Walmart’s free healthcare plan and why strikers shouldn’t care

Photo by Flickr member peoplesworld. Available under a Creative Commons Attribution-Noncommercial license.

Mammoth retail giant, Walmart, announced last week that it will cover 100% of healthcare costs for its US employees needing specialty heart, spine and transplant surgeries. And that’s not all.  For those needing treatment in what it calls its ‘Centers of Excellence’ program, the company is also offering an all-expenses-paid trip to some of the nation’s most prestigious hospitals. Coincidentally (but perhaps not), this news comes amid the first strike ever launched against the retailer in its 50-year history, with protests currently spreading across 28 stores in 12 states.

What are the health implications of this program and what do they mean in the context of worker strife? Examining the initiative on its own suggests that any beneficial impact the program might have on worker health is severely limited.

Sally Welborn, senior vice president of the chain’s global benefits says, “We devoted extensive time developing Centers of Excellence in order to improve the quality of care our associates receive”.

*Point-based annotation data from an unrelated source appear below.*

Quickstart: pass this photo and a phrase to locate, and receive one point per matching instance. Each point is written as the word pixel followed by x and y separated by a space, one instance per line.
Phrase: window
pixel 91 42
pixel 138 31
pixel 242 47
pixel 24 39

But how many of Walmart’s ‘associates’ will actually be able to benefit from this program? To benefit workers must first be covered under the retailer’s healthcare plan, comprising not only an elusive number of employees, but most likely a dwindling group as well. In 2009, the company claimed that 52% of its 1.4m employees were covered; however this was before it eliminated health benefits for its part-time employees and hiked premiums for its full-time workers. And since then, the retail giant has declined to give figures of those covered. A Walmart watch group called Making Change at Walmart, estimates that for an average employee who earns $8.81/hr and works 34 hours per week, some of Walmart’s 2012 healthcare plans would cost between 77% and 104% of the employee’s annual gross income. This perhaps explains studies which show that Walmart workers are more likely than others in the industry to rely on government benefits, as well as criticisms that taxpayers are subsidizing the company by paying the healthcare costs of workers who are not insured on the company’s plan.

If the fact that the Centers of Excellence program is problematic to the extent that its impact on worker health will be seriously limited, even more problematic is the fact that it conveys a false sense of consideration for the lives and health of its workers. For while the Centers of Excellence program certainly is a great initiative for those who can afford the company’s insurance, most likely its upper managers and executives, clearly the well-being of the majority of its workers is not the company’s primary concern.  Moreover, while the program’s stated aim is to improve the quality of care for its employees, Walmart consistently disregards workers’ quality of life. Adverse working conditions have become a hallmark of Walmart’s employment model, brought more sharply into the public’s focus by various corporate watch groups, journalistic first-hand accounts like Barbara Ehrenreich’s Nickled and Dimed, and now by the growing display of Walmart workers walking off the job.

In this context, the announcement of the new program, whether deliberate in its timing or not, has the potential to direct attention away from the concerns being voiced by striking workers. And not only does it initiate publicity which is distracting to legitimate calls for living-wages and better working conditions, it is an implicit challenge to valid attempts by workers to improve the conditions of their lives. This is because it covertly throws into question the basis on which workers are protesting. In other words, it provokes the question, “Why are workers striking if Walmart is so obviously concerned with worker well-being?”. However, any achievement in the improvement of workers’ health is much more likely to come from the demands being voiced in opposition to the company’s current modus operandi. Indeed if striking workers are able to secure higher wages and better working conditions, health improvements are likely to have ripple effects beyond that of individual workers to both the workers’ families as well as to their broader communities.